H102, FITC-labeled HPYD and HPYD were synthesized using the Fmoc solid-phase synthesis method and purified by HPLC (Gill Biotechnology Company, Shanghai, China). The compounds were greater than 95% pure as measured by HPLC-MS. HPYD, a polypeptide comprising the amino acid (AA) sequence of His-Lys-Gln-Leu-Pro-Phe-Tyr-Glu-Glu-Asp, was dissolved in normal saline.

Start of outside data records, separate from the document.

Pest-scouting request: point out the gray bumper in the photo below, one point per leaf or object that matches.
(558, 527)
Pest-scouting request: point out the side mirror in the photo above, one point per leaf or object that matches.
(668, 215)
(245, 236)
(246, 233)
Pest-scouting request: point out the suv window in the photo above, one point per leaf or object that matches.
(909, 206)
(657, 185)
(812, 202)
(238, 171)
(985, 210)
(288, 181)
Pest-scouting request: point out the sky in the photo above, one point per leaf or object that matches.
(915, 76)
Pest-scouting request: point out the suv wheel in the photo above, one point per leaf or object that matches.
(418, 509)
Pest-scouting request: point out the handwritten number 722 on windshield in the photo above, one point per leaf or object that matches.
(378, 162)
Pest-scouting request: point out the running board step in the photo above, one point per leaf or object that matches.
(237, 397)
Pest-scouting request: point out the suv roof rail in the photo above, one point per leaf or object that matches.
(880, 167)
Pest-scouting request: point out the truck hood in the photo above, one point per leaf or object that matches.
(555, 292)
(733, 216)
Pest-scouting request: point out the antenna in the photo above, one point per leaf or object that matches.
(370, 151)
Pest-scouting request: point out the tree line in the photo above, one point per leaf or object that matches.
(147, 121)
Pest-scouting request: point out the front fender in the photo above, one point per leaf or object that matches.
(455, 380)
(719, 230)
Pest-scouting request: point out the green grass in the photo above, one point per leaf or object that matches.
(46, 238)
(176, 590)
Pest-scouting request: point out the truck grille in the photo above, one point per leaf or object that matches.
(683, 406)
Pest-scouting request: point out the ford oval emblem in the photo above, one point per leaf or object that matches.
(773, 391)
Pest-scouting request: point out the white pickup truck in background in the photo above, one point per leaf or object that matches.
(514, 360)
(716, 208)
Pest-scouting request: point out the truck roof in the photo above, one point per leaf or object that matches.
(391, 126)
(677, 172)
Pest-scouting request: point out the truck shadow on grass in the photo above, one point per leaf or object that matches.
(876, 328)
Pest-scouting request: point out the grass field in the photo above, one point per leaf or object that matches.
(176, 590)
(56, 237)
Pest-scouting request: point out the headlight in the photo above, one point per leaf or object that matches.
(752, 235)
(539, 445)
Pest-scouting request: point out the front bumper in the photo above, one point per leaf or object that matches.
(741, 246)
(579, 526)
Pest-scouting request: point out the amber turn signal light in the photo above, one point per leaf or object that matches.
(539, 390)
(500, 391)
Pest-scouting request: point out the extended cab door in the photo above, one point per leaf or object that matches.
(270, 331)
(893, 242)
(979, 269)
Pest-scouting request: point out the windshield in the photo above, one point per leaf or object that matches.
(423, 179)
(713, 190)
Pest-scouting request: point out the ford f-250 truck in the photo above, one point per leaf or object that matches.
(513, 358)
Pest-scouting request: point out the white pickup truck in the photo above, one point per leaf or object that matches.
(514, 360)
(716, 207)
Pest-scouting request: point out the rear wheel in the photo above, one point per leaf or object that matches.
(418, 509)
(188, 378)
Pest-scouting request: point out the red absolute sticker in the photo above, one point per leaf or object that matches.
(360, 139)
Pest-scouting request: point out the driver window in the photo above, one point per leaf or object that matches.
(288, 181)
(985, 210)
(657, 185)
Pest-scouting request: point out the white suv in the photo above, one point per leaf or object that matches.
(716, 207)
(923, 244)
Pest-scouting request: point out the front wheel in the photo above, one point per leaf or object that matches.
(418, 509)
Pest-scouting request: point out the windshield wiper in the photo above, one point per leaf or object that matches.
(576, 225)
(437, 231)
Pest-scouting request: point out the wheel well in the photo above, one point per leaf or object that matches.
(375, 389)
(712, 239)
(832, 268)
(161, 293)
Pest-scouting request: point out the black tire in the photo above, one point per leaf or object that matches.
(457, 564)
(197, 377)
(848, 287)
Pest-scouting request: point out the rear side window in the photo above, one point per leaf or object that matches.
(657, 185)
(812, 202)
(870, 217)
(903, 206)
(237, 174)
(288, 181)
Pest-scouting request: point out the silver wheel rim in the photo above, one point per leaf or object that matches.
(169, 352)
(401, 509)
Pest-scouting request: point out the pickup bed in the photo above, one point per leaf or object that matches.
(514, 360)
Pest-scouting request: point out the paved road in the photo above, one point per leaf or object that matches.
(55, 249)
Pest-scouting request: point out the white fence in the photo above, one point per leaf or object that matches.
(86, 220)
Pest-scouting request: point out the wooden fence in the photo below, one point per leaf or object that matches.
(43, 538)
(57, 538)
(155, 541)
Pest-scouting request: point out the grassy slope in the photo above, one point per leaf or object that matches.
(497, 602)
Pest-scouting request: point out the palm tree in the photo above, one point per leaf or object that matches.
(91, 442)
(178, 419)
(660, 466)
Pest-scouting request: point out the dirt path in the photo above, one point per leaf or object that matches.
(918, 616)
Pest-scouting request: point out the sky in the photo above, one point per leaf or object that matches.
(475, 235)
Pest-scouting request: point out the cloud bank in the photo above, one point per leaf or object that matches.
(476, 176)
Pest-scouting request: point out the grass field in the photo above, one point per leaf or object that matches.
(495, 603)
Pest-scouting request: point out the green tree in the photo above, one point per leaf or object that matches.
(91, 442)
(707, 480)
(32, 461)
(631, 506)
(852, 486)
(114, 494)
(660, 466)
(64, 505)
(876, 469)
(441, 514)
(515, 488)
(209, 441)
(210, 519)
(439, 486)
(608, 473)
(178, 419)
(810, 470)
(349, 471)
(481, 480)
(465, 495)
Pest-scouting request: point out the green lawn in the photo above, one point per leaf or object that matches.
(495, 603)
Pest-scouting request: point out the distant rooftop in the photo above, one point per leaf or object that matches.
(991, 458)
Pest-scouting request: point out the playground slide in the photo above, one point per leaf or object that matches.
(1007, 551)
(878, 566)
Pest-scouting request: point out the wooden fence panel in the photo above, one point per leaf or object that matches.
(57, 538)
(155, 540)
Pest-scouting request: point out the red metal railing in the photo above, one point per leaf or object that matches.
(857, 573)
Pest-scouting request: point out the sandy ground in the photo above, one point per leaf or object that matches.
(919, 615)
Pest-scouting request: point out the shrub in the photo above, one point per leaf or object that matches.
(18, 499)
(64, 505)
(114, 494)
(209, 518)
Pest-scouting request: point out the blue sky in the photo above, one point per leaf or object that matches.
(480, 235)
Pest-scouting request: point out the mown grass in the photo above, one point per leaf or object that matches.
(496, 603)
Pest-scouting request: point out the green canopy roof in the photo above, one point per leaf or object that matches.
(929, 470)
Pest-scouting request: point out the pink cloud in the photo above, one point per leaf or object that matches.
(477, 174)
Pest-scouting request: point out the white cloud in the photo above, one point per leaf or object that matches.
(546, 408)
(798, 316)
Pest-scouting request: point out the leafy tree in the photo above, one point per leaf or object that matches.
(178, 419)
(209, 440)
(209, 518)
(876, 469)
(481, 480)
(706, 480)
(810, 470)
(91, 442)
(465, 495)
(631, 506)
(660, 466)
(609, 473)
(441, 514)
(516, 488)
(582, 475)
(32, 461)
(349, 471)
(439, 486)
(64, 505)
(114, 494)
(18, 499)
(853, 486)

Accelerated Stability Test
0.5 mg of HPYD or H102 was dissolved in 1 mL of 0.2 mol/L phosphate buffer containing 100 mg/L of trypsin. The trypsin solution and polypeptide were mixed at a ratio of 1:4, and the solution was placed in a temperature controlled water bath shaker at 37°C for 0, 40, 100, 160, 220, 280, 340, and 400 min. The samples were then heated to 80°C for 10 min, and the stability of HPYD and H102 was detected at the different time points. High performance liquid chromatography (HPLC) analysis of HPYD and H102 was performed using a Phenomerex C18 column (250 mm × 4.6 μm, 5 μm; Sigma, Inc. U.S.A.). The mobile phase consisted of solvent A, 0.1% TFA in acetonitrile and solvent B, 0.1% TFA in water at a ratio of 22.5:77.5 (v/v). The sample injection volume was 20 μL. The flow rate was 1 mL/min, and the detection wavelength was 220 nm.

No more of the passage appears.